The formula for the standard deviation of a binomial distribution is \( \sigma = \sqrt{n \cdot p \cdot (1-p)} \). Here, \( n \) is the number of trials (12 cardholders), \( p \) is the probability of a cardholder defaulting (0.07), and \( 1-p \) represents the probability of a cardholder not defaulting (0.93).
  • Standard Deviation (\( \sigma \)): Applying the formula, we find \( \sigma = \sqrt{12 \cdot 0.07 \cdot 0.93} \approx 0.8676 \).
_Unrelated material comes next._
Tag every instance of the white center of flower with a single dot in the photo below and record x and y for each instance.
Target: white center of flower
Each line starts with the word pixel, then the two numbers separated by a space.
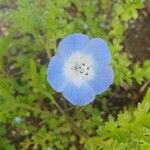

This tells us that the number of cardholders who might default is likely to vary by approximately 0.8676 cardholders from the expected value of 0.84.
Probability Mass Function
The Probability Mass Function (PMF) is a function that gives us the probability of a discrete random variable being exactly equal to some value. For a binomial distribution, it helps us calculate the probability of a specific number of successes, which, in this case, is the number of defaults.
To determine the probability that none of the cardholders defaults, we use the PMF formula for a binomial random variable:
\[ P(X = k) = \binom{n}{k} p^k (1-p)^{n-k} \]
For no defaults \((k = 0)\), the calculation simplifies, as the term \( p^0 \) equals 1, and you only need \( (1-p)^n \). With 12 cardholders and a 0.07 default probability:
  • Probability of No Defaults: \( P(X = 0) = 0.93^{12} \approx 0.4783 \).
This probability of about 0.4783 is the chance that none of the cardholders will default.
To find the probability that at least one person defaults, note that it is the opposite of none defaulting. So, you subtract the probability of none defaulting from 1:
  • Probability of At Least One Default: \( P(X \geq 1) = 1 - 0.4783 = 0.5217 \).
Therefore, there's roughly a 52.17% chance that at least one cardholder will default.